And it gets worse. If you are taking a Spanish mortgage the total buying costs will be even higher, taking the total cost to a minimum 13%.
Buying costs in Spain – New Builds
Stamp duty is paid on new properties but it is regionally variable. For example, in Andalucía it is currently 1.2%. In contrast, it is 1.5% in the Costa Blanca region. However, IVA (VAT) is also payable for new property and that is currently 10% on residential properties across the country, with the exception of the Canary Islands. There the ICIG applies and it is 7% on new property. Meanwhile, IVA rises to 21% in respect of commercial properties and plots of land.
Buying costs in Spain – Resales
Buying costs in Spain are different in the case of resale property. If you are buying a resale then there is no IVA on the transaction. However, the property transfer tax is a bit of a killer. As already mentioned, this tax varies by region and can be as low as 4% in the Baque region or as high as 10% in the Valencia region. The locations listed below are those most popular with overseas buyers. In addition, they are where about 65% of all property transactions in Spain take place.
The property transfer tax in Madrid is a flat 6%, one of the lowest rates in Spain. It was lowered from 10% during the recession to stimulate the market. At this level, it is one of the few places in Spain where it is possible to keep buying costs below 10%. However, if you buy with a mortgage your total costs will go above 10%.
Andalucía operates a sliding scale between 8% and 10%. The price bands are as follows:
- 8% on purchases up to €399,999
- On purchases above €400,000, 8% is paid to €400,000 then it rises to 9% between €400,000 an €699,999
- 10% is the rate for any amount over €700,000
Mallorca also operates a sliding scale. Again, it starts at 8% on purchases under €400,000. However, the 9% rate stops at €599,999 and the 10% rate kicks in at €600,000.
Cataluña, Valencia and the Costa Blanca
These regions have a flat rate 10% property transfer tax.
The Canary Islands
The flat rate of property transfer tax is currently 6.5% in the Canary Islands
Notary, Registry and Legal Fees
In addition, you will have your own legal fees.
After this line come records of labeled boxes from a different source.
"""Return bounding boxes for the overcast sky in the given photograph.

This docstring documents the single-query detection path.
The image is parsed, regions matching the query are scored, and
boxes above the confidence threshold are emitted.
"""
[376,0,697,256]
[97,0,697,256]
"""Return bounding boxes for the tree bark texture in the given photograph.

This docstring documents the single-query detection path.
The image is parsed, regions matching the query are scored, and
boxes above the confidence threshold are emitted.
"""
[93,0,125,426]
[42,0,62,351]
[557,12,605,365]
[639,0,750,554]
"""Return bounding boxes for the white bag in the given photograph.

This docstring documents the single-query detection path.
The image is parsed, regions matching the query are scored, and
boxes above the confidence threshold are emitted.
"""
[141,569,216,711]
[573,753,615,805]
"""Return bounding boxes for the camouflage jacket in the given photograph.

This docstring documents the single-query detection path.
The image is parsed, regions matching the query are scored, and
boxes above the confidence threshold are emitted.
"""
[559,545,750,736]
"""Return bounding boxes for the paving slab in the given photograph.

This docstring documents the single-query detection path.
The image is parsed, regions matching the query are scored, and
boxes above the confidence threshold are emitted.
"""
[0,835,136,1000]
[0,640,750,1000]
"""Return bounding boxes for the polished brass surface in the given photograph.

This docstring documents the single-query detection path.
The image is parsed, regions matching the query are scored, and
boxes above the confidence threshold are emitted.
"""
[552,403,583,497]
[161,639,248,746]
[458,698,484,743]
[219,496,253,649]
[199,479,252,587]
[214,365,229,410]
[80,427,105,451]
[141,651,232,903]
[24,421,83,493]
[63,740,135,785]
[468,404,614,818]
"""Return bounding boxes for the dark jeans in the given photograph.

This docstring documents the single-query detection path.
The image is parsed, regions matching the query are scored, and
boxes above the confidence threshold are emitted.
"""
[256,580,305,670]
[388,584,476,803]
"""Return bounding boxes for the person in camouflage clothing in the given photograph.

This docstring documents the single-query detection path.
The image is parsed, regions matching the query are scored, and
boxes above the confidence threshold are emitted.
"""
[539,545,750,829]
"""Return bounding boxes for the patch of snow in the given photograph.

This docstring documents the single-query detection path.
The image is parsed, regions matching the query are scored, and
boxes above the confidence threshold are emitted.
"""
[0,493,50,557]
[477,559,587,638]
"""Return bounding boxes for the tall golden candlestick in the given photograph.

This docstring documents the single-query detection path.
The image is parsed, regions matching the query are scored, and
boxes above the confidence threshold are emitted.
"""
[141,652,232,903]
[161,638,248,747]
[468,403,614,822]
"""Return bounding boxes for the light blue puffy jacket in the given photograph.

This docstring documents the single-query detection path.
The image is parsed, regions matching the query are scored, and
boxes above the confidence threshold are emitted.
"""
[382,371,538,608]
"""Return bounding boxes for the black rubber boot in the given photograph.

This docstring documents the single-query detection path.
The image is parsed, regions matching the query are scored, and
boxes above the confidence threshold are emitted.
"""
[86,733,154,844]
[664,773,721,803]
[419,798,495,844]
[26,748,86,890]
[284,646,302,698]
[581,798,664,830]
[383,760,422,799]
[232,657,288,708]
Of course, these can be negotiated and I don’t like to see my clients pay more than 1.5% in the current climate and I expect it to be less. Buyers are also responsible for registry and notary fees for which you should estimate at 0.5% of the property’s value.
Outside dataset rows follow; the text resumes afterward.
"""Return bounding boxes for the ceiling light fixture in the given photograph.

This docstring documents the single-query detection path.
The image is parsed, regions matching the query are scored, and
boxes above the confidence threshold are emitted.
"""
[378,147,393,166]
Buying costs in Spain – the seller’s tax
There is one more tax, the plusvalía, but this is the seller’s responsibility. It is a municipal tax levied on the increased value of land since the previous sale. It has nothing to do with the bricks and mortar. The law is very clear – it is a tax on the seller. However, in the past it was common for it to be dumped on the buyer, particularly in the case of new properties bought from a developer. Do not agree to this. In addition, this tax could amount to many thousands of euros if the current seller has owned for many years during which time land values have increased substantially,. Therefore, it is essential that everyone knows right from the outset that the seller is going to pay it.
One other cost that will increase the 10% I estimated above, by perhaps another 3%, is the extra charges that apply when you take out a mortgage. One way this amount can be reduced is to take over an existing mortgage if there is one Although it won’t get rid of it altogether it will reduce it. Assuming the previous owner’s mortgage is common practice in Spain although it is not a foregone conclusion. In addition, the bank reserves the right to renegotiate the terms.
In conclusion, if you have a total budget of €300,000 to cover everything the amount you have available for the property is a maximum of €270,000 or €260,000 if you are buying with a mortgage. Getting to know in advance what the buying costs in Spain are means you can budget properly and avoid unpleasant surprises.